While the origins of this term are not quite clear, an early reference appears in a 2010 study, “Document Categorization in Legal Electronic Discovery: Computer Classification vs. Manual Review,” which was among the first to suggest that the accuracy of “computer-assisted categorization processes” could rival that of human review. A 2011 study, “Technology-Assisted Review in E-Discovery Can Be More Effective and More Efficient Than Exhaustive Manual,” specifically referenced TAR and was the first to suggest that this technology surpassed the former “gold standard” of human review in both effectiveness and cost.
The narrowest of the three terms, predictive coding is part of the TAR toolkit; it merges human judgment with artificial intelligence. Predictive coding uses a machine learning algorithm to study a subject matter expert’s tagging of a training set of documents—a small sample taken from the collection—and then uses what it learned from the expert to classify documents according to their likely relevance.
The first judge to endorse predictive coding’s use was U.S. Magistrate Andrew J. Peck of the Southern District of New York, who wrote that it “appears to be better than the available alternatives, and thus should be used in appropriate cases” in the 2012 “Da Silva Moore v. Publicis Groupe” opinion. (Note: Judge Peck referred to predictive coding as “computer-assisted review.”)
What Does the Rise of the Machines Mean for eDiscovery?

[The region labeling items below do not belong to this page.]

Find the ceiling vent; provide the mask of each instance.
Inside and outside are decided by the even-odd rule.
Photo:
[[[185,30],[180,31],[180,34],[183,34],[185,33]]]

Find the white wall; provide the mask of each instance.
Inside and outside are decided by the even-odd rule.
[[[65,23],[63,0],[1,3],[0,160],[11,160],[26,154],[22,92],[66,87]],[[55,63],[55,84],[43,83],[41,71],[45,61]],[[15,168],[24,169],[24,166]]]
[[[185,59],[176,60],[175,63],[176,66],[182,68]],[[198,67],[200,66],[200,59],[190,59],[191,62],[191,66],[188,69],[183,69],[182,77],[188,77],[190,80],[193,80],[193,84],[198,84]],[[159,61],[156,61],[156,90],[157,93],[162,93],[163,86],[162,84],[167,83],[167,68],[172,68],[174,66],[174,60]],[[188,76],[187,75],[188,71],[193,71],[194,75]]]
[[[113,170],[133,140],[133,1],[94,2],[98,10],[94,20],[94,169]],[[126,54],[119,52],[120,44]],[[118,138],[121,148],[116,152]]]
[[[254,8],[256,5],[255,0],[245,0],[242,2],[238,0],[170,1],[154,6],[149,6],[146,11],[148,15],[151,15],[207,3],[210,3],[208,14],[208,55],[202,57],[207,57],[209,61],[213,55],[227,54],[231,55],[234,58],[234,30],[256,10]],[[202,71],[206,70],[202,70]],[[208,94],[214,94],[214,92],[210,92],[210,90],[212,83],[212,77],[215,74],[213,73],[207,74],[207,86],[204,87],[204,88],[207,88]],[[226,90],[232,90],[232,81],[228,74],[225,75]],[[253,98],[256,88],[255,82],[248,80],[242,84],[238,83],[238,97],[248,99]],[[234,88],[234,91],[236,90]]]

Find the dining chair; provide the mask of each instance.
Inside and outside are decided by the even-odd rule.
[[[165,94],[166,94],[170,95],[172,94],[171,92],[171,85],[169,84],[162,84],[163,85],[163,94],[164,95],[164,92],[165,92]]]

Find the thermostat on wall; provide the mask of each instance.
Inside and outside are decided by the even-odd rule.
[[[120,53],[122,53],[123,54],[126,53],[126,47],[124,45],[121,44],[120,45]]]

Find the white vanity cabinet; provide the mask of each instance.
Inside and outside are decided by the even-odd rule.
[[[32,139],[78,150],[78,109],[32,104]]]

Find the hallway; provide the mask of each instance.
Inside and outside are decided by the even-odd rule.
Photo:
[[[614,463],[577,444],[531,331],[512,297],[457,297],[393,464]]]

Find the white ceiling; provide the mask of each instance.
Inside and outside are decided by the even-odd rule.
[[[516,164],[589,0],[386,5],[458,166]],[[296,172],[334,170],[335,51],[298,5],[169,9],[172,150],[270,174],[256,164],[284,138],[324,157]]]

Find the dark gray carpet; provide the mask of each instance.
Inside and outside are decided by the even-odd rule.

There is no dispute that these approaches make eDiscovery simpler, faster, and more cost-effective. However, no matter which eDiscovery tool legal teams choose , its success still comes down to one thing: the humans behind the machines. Despite the sophistication of their algorithms, computers still lack the analytical and strategic abilities of seasoned eDiscovery practitioners. Without a human expert to meaningfully evaluate potential strategies and customize the tools to the situation at hand, technology may—at best—lend efficiency to a project but little more.
In short, the performance of computer-based eDiscovery tools still has a ceiling defined by the expertise of the people deploying them.